The film never too dark, it maintains a middle of the road horror, trying not to spill into comedy freefall (a miss opportunity), clearly early is the lacking budget, the film strives to show music as a driving force, but afford the permission rights to just one-track from Mercyful Fate “Black Funeral”. Now clearly if you go about making a satanic movie and using heavy metal as a driving influence one’s going to more metal, a series of movies actually existed in the 80s such as Rocktober Blood (1984); Black Roses (1988) and even more recently Deathgasm (2015). Here’s a hint for future filmmakers reach out to unsigned bands on Facebook, or other forum sites for permission to use their music in exchange for credit on the end of the movie. Another issue is he painful dialogue, it’s doesn’t exactly correctly all the time, and plot tries to cover holes in the storyline, a few more writes definitely warranted before filming, it’s always suggested another reader to examine the script before production starts, especially trying to do so much with a limited budget.

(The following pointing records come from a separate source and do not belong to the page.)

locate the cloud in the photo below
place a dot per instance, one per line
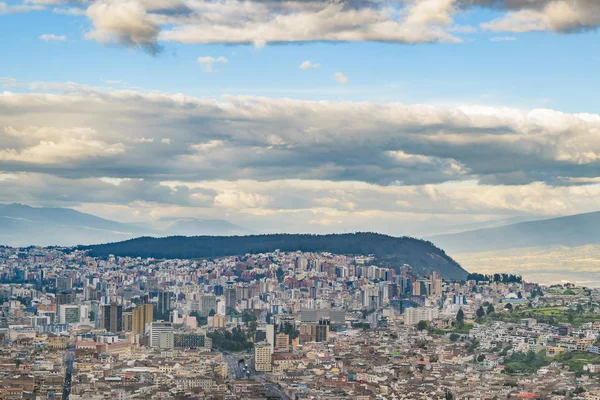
(547, 15)
(309, 65)
(126, 22)
(146, 22)
(340, 78)
(48, 37)
(276, 164)
(503, 39)
(18, 8)
(207, 62)
(129, 134)
(50, 146)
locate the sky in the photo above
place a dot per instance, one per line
(407, 117)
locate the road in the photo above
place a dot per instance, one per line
(237, 369)
(273, 389)
(69, 359)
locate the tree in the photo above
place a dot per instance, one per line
(460, 317)
(279, 274)
(422, 325)
(480, 312)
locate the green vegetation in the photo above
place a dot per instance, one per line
(225, 340)
(527, 363)
(458, 329)
(499, 278)
(422, 325)
(549, 315)
(390, 251)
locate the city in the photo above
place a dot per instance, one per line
(286, 326)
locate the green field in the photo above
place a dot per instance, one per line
(548, 315)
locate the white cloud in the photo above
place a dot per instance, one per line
(309, 65)
(340, 78)
(549, 15)
(503, 39)
(46, 145)
(48, 37)
(263, 139)
(207, 62)
(18, 8)
(144, 23)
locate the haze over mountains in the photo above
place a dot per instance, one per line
(571, 231)
(22, 225)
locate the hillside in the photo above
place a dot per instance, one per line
(22, 225)
(572, 230)
(390, 251)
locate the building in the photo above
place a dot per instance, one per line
(414, 315)
(191, 341)
(282, 341)
(315, 332)
(69, 314)
(164, 302)
(262, 357)
(64, 298)
(112, 318)
(160, 335)
(64, 284)
(208, 303)
(127, 321)
(230, 297)
(218, 321)
(140, 316)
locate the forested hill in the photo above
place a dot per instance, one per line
(390, 251)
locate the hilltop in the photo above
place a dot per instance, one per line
(422, 256)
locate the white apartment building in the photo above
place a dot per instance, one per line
(412, 316)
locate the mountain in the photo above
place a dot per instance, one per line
(390, 251)
(197, 227)
(22, 225)
(571, 231)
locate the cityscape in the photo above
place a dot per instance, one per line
(299, 199)
(286, 325)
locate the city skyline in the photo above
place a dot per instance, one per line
(405, 117)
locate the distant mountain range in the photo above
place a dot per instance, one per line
(573, 230)
(22, 225)
(394, 252)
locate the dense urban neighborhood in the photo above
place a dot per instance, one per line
(286, 325)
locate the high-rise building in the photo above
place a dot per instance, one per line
(160, 335)
(208, 303)
(263, 357)
(322, 331)
(112, 318)
(230, 297)
(414, 315)
(191, 341)
(140, 316)
(282, 341)
(64, 298)
(218, 290)
(69, 314)
(127, 321)
(64, 284)
(164, 302)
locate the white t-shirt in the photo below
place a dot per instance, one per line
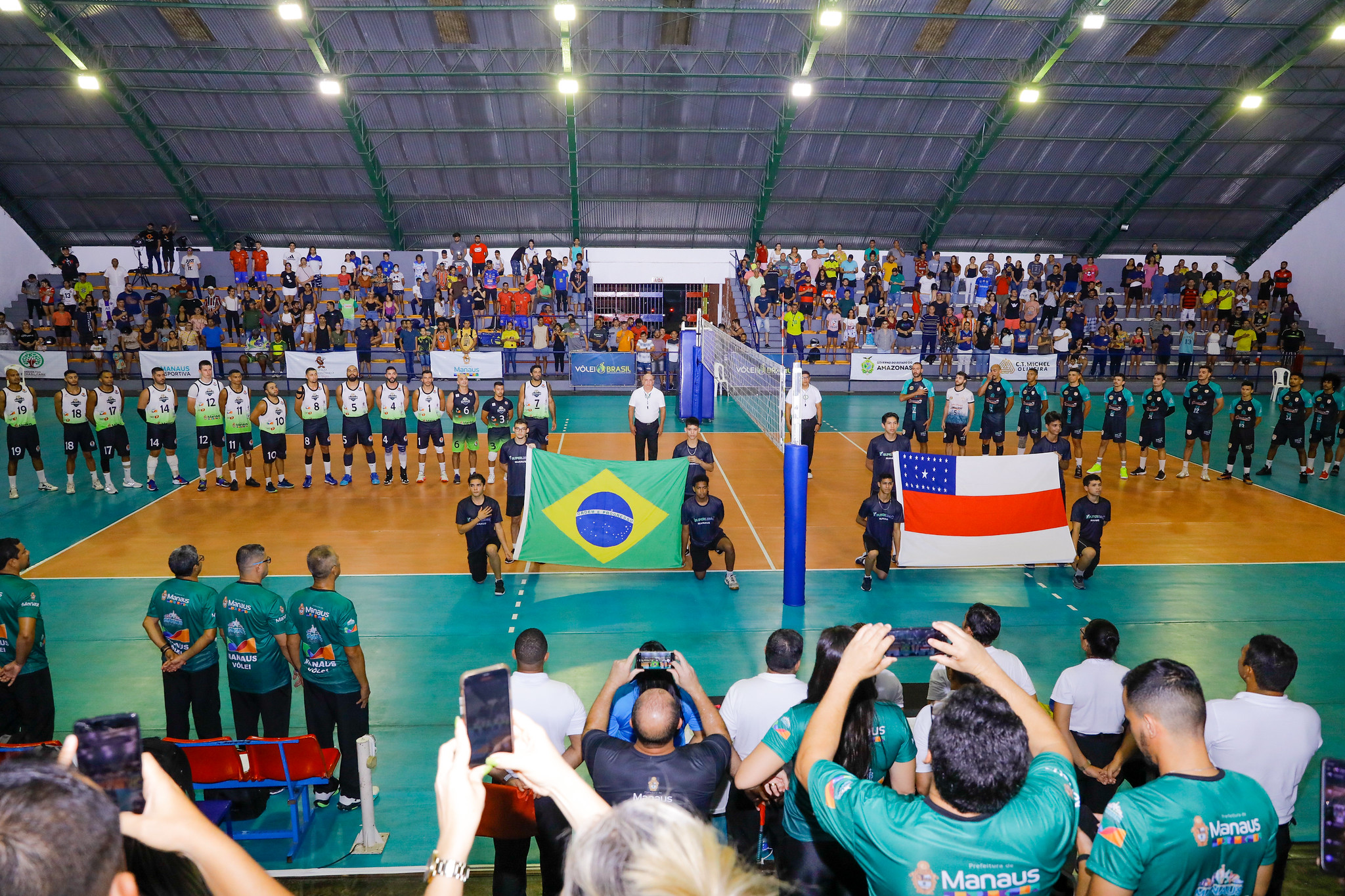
(1270, 739)
(1093, 689)
(549, 703)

The overall story allows for a one time viewing, the lack of music doesn’t help., and unlike the Green Room (2015) where a small group of individuals find themselves trapped in back room, those characters had motivation, however herein these characters find themselves painted into a time corner, only briefly does anyone does something unexpected but enough to generated any suspense or ever a hint tension, it all becomes to convenient in the last act. Sadly, it’s obvious where the movie wanted to go, a recreation of 80s horror films with metal music, and not a horror musical (that’s a different animal altogether), it just misses those proper notes, and begins to rush it all with a random body count at the end.

Tagline: Be careful what you pray for.